セットで一度に購入するとそれなりの出費に感じるが、スタッキング可能な調理器具をバラバラで購入すると返って不要なものが増えたり、トータル出費がかさんだりすることが予想される。
ちょうど良いフライパン、2つのソースパン、ケトル、バーナー、五徳を揃えるのはなかなか現実的ではない。
かなり洗練されたクッカーセットである。
材質や仕上げとして、アルミ無垢のウルトラライト、ハードアノダイズド、ブラックバージョンの三種類をラインナップしていたが、2018年からデュオーサルというシリーズが発売されて四種類となっている。
ハードアノダイズドが最も高価で、ウルトラライト、ブラックバージョンハードアノダイズド、デュオーサル、ハードアノダイズドと順で値段が上がっていく。
ハードアノダイズドバージョンはウルトラライトにハードアノダイズド加工を施したもの。

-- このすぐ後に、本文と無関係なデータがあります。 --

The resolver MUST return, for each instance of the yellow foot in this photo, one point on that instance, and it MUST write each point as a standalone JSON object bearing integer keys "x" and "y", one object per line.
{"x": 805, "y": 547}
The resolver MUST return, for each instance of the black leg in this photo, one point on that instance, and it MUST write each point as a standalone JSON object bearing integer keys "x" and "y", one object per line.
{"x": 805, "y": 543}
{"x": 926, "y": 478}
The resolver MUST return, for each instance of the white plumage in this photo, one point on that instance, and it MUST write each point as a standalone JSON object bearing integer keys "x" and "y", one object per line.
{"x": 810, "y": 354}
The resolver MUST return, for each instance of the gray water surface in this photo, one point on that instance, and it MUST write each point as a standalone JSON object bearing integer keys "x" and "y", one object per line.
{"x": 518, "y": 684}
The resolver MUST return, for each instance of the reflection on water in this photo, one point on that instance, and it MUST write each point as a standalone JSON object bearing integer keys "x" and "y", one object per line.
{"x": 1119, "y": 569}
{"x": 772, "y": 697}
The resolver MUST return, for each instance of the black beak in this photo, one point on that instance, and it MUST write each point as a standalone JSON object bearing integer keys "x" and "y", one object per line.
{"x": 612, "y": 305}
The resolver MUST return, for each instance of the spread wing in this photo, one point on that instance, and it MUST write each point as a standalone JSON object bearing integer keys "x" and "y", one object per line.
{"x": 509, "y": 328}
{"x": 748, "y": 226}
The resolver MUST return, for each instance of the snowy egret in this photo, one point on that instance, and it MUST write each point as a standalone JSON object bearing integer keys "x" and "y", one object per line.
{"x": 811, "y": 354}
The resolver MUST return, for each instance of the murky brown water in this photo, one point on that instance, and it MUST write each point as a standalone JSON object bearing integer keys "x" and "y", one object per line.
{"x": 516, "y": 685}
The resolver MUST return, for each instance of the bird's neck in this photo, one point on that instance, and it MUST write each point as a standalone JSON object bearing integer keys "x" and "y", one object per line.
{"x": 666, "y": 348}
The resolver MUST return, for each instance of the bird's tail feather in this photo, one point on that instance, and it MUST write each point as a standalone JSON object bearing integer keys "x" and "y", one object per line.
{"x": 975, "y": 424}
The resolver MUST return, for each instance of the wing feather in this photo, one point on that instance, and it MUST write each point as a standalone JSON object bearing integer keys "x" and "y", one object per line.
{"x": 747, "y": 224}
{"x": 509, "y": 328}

ハードアノダイズド加工とは、硬質アルマイト加工といい、腐食に強く、長く愛用したい人に向いている。
デュオーサルシリーズは、熱伝導率の高いアルミを外側に、耐久性の高いステンレスを内側に使用したフライパンとソースパンを組み合わせたバージョンでアルミニウムとステンレスのいいとこ取りをしている。気になる製品である。
ブラックバージョンはウルトラライトに黒色コーティングしたものとなるが、コーティングが剥げるというユーザーも聞かれる。
ブラックバージョンでは、ソースパンとフライパンの両方の内側にノンスティック加工が施されている。
また、ウルトラライトとハードアノダイズドでは、フライパンのみ内側にノンスティック加工が施されているという違いがある。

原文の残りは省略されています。